Ultrasound is usually the first imaging study performed for the evaluation of suspected pediatric pancreatitis. Enlargement of the pancreas can be seen, either diffuse or focal, usually involving the head ( Fig. 121-10 ). However, there is a wide variation in pancreatic size in children, and there can be overlap between healthy patients and those with pancreatitis. The pancreatic echotexture can also become hypoechoic with acute pancreatitis, but increased echogenicity has also been described. The most reliable finding in children appears to be dilation of the pancreatic duct. A dilated duct with poorly defined borders can be seen in acute and chronic pancreatitis, with the duct diameter tending to be greater in patients with chronic pancreatitis. The duct diameter associated with pancreatitis is greater than 1.5 mm in children 1 to 6 years of age, greater than 1.9 mm in children 7 to 12 years of age, and greater than 2.2 mm at 13 to 18 years of age. In mild cases of pancreatitis, the pancreas can appear normal. Other findings that can be seen on ultrasound include gallstones, biliary sludge, and intrahepatic or extrahepatic biliary ductal dilation. Ascites and extrapancreatic fluid collections are frequently observed. Ultrasound is also the modality of choice for follow-up of pancreatitis fluid collections.

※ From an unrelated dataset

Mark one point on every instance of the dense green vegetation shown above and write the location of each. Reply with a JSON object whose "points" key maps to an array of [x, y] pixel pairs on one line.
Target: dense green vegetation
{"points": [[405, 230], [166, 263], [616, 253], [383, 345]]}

CT is more sensitive than ultrasound to detect early findings of pancreatitis and is best for evaluating the severity of pancreatitis and the potential for complications. CT evaluation of acute pancreatitis in pediatric patients demonstrates a spectrum of findings. These include diffuse gland enlargement with heterogeneous attenuation and enhancement; poorly defined pancreatic margins, peripancreatic fluid, and edema; and fat and soft tissue inflammation ( Fig. 121-11 ). Areas of decreased attenuation and poor contrast enhancement indicate pancreatic necrosis and increased severity of pancreatitis. A normal pancreas on initial imaging can be seen in up to one third of patients with acute pancreatitis.